Der Informationskrieg ist natürlich eine eigene Erwähnung wert. Der Westen macht, was er immer macht, nämlich konsequent lügen, wenn es um Russland geht. Spannend ist, dass das moderne Russland überraschend souverän auf dem Schlachtfeld des Informationskrieges agiert. Eine in den USA ansässige syrische NGO behauptet, dass in sechs Dörfern Krankenhäuser durch russische Bombardements zerstört wurden? Alle westlichen Medien tröten diese “Nachricht” in die Welt.
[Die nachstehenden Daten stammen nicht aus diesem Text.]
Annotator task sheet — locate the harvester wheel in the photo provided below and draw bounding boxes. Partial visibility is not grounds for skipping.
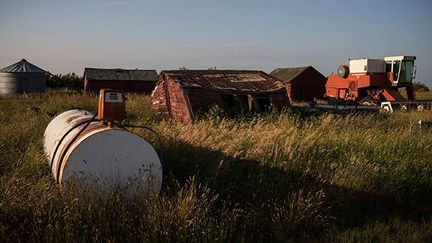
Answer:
[359,95,377,106]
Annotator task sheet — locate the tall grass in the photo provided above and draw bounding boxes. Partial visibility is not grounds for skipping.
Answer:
[0,92,432,242]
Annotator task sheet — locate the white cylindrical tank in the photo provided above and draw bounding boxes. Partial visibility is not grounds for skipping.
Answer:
[44,110,162,191]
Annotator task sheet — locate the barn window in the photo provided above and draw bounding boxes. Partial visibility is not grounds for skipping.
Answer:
[254,96,272,112]
[221,94,237,110]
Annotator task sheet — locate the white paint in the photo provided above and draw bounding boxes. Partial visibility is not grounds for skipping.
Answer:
[44,110,162,191]
[349,58,385,73]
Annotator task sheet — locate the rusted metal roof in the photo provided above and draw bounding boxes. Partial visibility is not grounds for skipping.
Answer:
[270,66,313,83]
[0,59,46,73]
[161,70,285,93]
[84,68,158,81]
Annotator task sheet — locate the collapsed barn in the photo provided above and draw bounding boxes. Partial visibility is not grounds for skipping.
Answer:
[152,70,289,121]
[83,68,158,94]
[270,66,326,101]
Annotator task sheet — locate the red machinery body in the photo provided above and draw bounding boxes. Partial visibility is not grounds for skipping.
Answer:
[326,56,415,105]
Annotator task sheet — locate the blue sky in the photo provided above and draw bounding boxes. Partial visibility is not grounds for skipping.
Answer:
[0,0,432,86]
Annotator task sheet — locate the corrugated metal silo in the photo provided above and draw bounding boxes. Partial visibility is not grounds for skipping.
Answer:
[0,59,46,94]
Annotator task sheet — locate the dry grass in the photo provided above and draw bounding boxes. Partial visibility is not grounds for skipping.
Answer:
[0,92,432,242]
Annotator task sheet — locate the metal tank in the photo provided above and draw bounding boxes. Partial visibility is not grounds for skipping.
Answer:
[0,59,46,94]
[44,109,162,191]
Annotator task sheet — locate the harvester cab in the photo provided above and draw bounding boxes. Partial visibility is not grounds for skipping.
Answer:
[384,56,416,84]
[325,56,416,106]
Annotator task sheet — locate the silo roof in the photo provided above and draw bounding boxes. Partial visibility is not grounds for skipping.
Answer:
[0,59,46,73]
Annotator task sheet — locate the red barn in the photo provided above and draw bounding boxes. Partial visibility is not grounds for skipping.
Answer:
[270,66,326,101]
[83,68,158,94]
[152,70,289,121]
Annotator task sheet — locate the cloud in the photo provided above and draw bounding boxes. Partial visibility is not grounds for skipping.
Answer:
[105,1,128,5]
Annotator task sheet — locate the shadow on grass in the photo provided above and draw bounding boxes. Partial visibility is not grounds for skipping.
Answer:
[163,141,432,240]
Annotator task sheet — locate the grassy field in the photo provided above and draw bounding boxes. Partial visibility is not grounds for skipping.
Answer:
[0,91,432,242]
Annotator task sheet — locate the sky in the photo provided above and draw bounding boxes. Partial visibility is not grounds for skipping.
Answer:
[0,0,432,87]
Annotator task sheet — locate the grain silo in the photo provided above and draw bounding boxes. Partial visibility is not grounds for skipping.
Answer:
[0,59,47,94]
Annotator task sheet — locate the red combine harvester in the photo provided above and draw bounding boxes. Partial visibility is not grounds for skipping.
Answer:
[326,56,430,109]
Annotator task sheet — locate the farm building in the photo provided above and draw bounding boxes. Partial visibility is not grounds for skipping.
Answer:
[83,68,158,94]
[0,59,47,94]
[270,66,326,101]
[152,70,289,121]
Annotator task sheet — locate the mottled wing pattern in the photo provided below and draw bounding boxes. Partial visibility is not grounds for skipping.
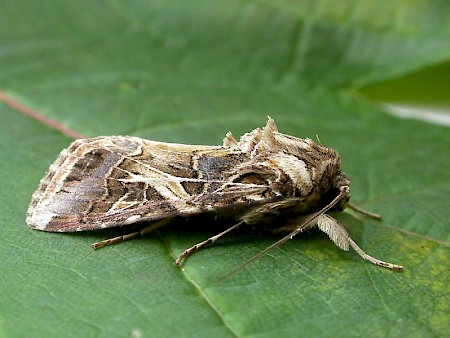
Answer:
[27,136,273,232]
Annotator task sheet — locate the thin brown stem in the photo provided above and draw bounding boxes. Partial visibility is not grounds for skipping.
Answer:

In der Regel erkennen Sie solche Fakes schon an Begriffen wie “sollen”. “Angaben von NGO xy nach soll Russland sechs Krankenhäuser zerstört haben.” Russland hat nachgeforscht und siehe da: In fünf der Dörfern hat es nie ein Krankenhaus gegeben, im sechsten Dorf steht das Krankenhaus unversehrt, wie frische Satellitenbilder bezeugen. Bei dieser Gelegenheit hat Russland die Militärattaches seiner westlichen Partner versammelt und sie vor laufenden Fernsehkameras aufgefordert, entweder Beweise für die Medienbehauptungen zu liefern, oder aber öffentlich aufzuklären, dass es sich um unbelegte Behauptungen handelt. Russland legt diplomatische Daumenschrauben an die Partner an. Russland verteidigt sich im Informationskrieg.

Die USA springen auf den russischen Syrien-Zug auf, weil sie derzeit keine Möglichkeit sehen, den Zug zum entgleisen zu bringen. Also aufspringen und später versuchen, das Ruder an sich zu reißen. Die USA dürfen nicht außen vor sein, wenn ein Weltkonflikt gelöst wird. Sie müssen in den Reihen derer sein, die den Konflikt lösen und als Weltmacht müssen sie dabei natürlich in vorderster Reihe stehen. Im Moment sind sie in der zweiten Reihe, die Spielregeln bestimmt ein anderer Staat. Aber die USA sind immerhin dabei und stehen nicht außen vor. Alle multinationalen Treffen, die es in den letzten Wochen gegeben hat, sind taktische Manöver, die sich in diesem Rahmen bewegen. Es hat den USA übrigens viel politisches und diplomatisches Kapital gekostet, auf den russischen Syrien-Zug aufzuspringen.

Auf syrischem Boden gibt es keine Überraschungen. Die syrische Armee mit Unterstützung der Hisbollah und iranischer Truppen kämpft sich langsam vorwärts. An der Frontlinie wechseln manche Dörfer und Stellungen häufiger die Seite, aber die Tendenz ist klar. Die syrische Armee geht behutsam vor, weil sie keine personellen Reserven für einen verlustreichen Sturmlauf hat. Russland bereitet den Weg mit Luftangriffen vor.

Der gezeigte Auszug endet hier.